The Foreign Investment Review Board was unable to reach a unanimous recommendation, expressing concerns about the national interest implications of such a dominant foreign player in the gas and electricity sectors over the longer term, Frydenberg said.

Peter Jennings, executive director of the government-established Australian Strategic Policy Institute think tank, had been advocating for weeks for the government to veto the sale on national security grounds.

"My sense is that if the FIRB and the treasurer are taking national security considerations seriously into account, they should say 'no' to this particular proposed takeover," Jennings said in September.

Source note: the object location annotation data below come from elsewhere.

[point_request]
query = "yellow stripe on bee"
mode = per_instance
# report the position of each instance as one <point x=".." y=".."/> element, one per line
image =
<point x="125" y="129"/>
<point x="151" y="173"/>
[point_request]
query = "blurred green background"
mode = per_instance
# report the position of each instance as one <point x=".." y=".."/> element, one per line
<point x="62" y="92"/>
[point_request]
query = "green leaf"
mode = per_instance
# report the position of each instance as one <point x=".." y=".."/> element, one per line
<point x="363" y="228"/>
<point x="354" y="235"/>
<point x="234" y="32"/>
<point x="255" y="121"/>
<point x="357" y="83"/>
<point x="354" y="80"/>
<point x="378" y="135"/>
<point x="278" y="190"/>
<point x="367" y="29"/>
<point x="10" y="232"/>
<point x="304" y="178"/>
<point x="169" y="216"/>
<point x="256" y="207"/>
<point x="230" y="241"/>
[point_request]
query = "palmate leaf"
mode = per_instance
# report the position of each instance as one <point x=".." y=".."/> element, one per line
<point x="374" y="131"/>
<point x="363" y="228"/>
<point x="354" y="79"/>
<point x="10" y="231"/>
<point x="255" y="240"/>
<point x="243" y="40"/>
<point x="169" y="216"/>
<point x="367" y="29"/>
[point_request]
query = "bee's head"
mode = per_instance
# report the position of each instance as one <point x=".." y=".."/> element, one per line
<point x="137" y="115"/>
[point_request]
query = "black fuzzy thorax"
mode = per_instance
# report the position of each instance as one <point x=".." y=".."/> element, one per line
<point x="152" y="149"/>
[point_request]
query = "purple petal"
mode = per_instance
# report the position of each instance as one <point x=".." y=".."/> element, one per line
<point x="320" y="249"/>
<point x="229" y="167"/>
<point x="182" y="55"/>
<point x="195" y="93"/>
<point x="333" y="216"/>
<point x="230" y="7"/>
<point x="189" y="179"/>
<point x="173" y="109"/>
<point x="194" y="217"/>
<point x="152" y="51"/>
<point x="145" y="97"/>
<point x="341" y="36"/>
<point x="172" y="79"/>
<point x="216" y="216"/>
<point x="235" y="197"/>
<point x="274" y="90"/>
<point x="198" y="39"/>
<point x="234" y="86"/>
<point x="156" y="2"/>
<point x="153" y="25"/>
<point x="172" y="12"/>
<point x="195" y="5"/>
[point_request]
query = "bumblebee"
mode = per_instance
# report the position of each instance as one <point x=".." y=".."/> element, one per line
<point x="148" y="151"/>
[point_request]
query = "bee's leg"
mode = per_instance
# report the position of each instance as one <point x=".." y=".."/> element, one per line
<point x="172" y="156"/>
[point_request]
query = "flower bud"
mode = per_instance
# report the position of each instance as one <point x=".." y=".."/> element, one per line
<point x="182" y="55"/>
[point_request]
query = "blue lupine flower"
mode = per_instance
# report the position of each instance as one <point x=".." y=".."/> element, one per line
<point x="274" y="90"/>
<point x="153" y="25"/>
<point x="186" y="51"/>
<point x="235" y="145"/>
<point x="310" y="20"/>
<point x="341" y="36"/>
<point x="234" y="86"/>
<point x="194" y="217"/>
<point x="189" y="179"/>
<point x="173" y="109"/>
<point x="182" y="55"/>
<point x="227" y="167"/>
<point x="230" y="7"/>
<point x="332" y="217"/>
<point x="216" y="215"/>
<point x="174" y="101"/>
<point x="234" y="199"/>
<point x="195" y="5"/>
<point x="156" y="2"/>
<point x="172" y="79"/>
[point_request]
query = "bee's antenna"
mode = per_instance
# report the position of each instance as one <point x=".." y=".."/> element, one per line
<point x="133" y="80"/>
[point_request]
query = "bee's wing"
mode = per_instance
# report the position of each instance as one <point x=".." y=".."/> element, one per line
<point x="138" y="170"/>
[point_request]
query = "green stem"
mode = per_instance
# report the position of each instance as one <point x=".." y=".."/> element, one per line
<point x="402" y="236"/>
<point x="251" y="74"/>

The consortium is led by Hong Kong-registered Cheung Kong Infrastructure Group, better known as CKI. CKI and Chinese state-owned State Grid Corp. were in 2016 blocked on classified national security grounds from leasing for 99 years a 50.4 percent stake in Ausgrid, a Sydney electricity grid, for more than AU$10 billion.

That decision was made by Prime Minister Scott Morrison when he was treasurer.

While reasons were not detailed, there was speculation that the consortium was blocked because Ausgrid included an electricity node that was connected to the secretive joint U.S.-Australian intelligence facility at Pine Gap in central Australia.

Jennings said the finding that the sale of APA to Chinese interests was not in Australians' interest was a "no-brainer."

"If the takeover proceeded, we'd have about 70 percent or more of electricity and gas infrastructure would be owned by either CKI, a Hong Kong company, or State Grid, a Chinese state-owned entity," Jennings said.

"I just think that's a risk that no country would really find acceptable," he added.

In 2016, China's state-run Xinhua News Agency criticized Australia for rejecting the Ausgrid bid along with Britain's recent move to delay a decision on a new nuclear power plant backed by Chinese investment. The agency said that although China's "dramatic development, huge population and unique culture" may cause concern for some countries, it could also result in "China-phobia."

The Chinese Embassy noted this was the second time in 2016 that the government has decided not to back applications by Chinese bidders to invest in Australia.

Morrison had earlier blocked a Chinese-led consortium Dakang Australia Holdings from buying an 80 percent stake in Australia's largest private landholding, S. Kidman & Co. Ltd.

The embassy said the two decisions showed "a clear protectionist tendency and would have serious impact on the enthusiasm of Chinese firms which want to come and invest in Australia."

The embassy did not immediately respond on Wednesday for a request for comment on the government's latest decision.

In 2015, President Barack Obama raised questions with then Prime Minister Malcolm Turnbull after Australia allowed a Chinese company, Landbridge, to secure a 99-year lease over the strategically important Port of Darwin, which has become a U.S. Marines training hub in northern Australia. Turnbull said Australian defense and security officials determined the AU$506 million deal did not threaten national interests.

The Australian Competition and Consumer Commission, that fair trade watchdog, approved the APA deal in September on condition that the consortium reduced its gas market dominance in Western Australian state by selling some of its pipelines there. The bid was made in June.